World Wrestling Association
- Acronym: WWA
- Founded: March 1964
- Defunct: 1989
- Style: American wrestling
- Headquarters: Indiana
- Founder(s): Dick the Bruiser Wilbur Snyder
- Owner(s): Dick the Bruiser Wilbur Snyder
- Sister: Powerful Women of Wrestling
- Split from: NWA Indianapolis

= World Wrestling Association (Indianapolis) =

American professional wrestling promotion (1964–1989)

The World Wrestling Association was an Indianapolis-based professional wrestling promotion which was operated by Dick the Bruiser and his business partner Wilbur Snyder. It was affiliated with the larger American Wrestling Association and recognized its champions, along with its own and those of the Indianapolis-based Powerful Women of Wrestling.

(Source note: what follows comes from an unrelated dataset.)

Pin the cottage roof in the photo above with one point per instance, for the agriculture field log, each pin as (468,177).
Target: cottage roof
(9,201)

It ran from 1964 to 1989.

==History==
The World Wrestling Association (WWA), operating under the legal name Championship Wrestling of Indiana, Inc., was established in 1964 by William Afflis and Wilbur Snyder. The duo purchased the Indianapolis NWA promotion in 1964 from its longtime owner Jim Barnett, who at that time was attempting to start up a promotion in Australia. The name of the promotion was taken from the former promotions in the Chicago and Los Angeles areas.

In 1965, the WWA purchased the Chicago-based Fred Kohler Enterprises from Fred Kohler. In May of the same year, the promotion ceased promoting events in Detroit.

The promotion developed wrestlers such as Bobby Heenan and amateur wrestler Greg Wojciechowski. Wojciechowski wrestled for the WWA under the name "The Great Wojo" and held the WWA World Heavyweight Championship three times. In later years, Scott Steiner got his start in the WWA under his real name, Scott Rechsteiner.

A talent sharing agreement with American Wrestling Association (AWA) head (and longtime champion) Verne Gagne brought forth other talent, including The Crusher and Baron von Raschke. The WWA also put on joint wrestling events with the AWA starting in 1966. In 1971, the WWA returned to promoting events in Detroit in competition with the NWA Detroit until 1975.

The WWA tried to make a go of it in the mid-1980s, when Vince McMahon's World Wrestling Federation (WWF) was buying regional promotions across the country, but the Bruiser's advancing age and the talent drain to the WWF were too much, and the WWA ceased promoting matches in 1989.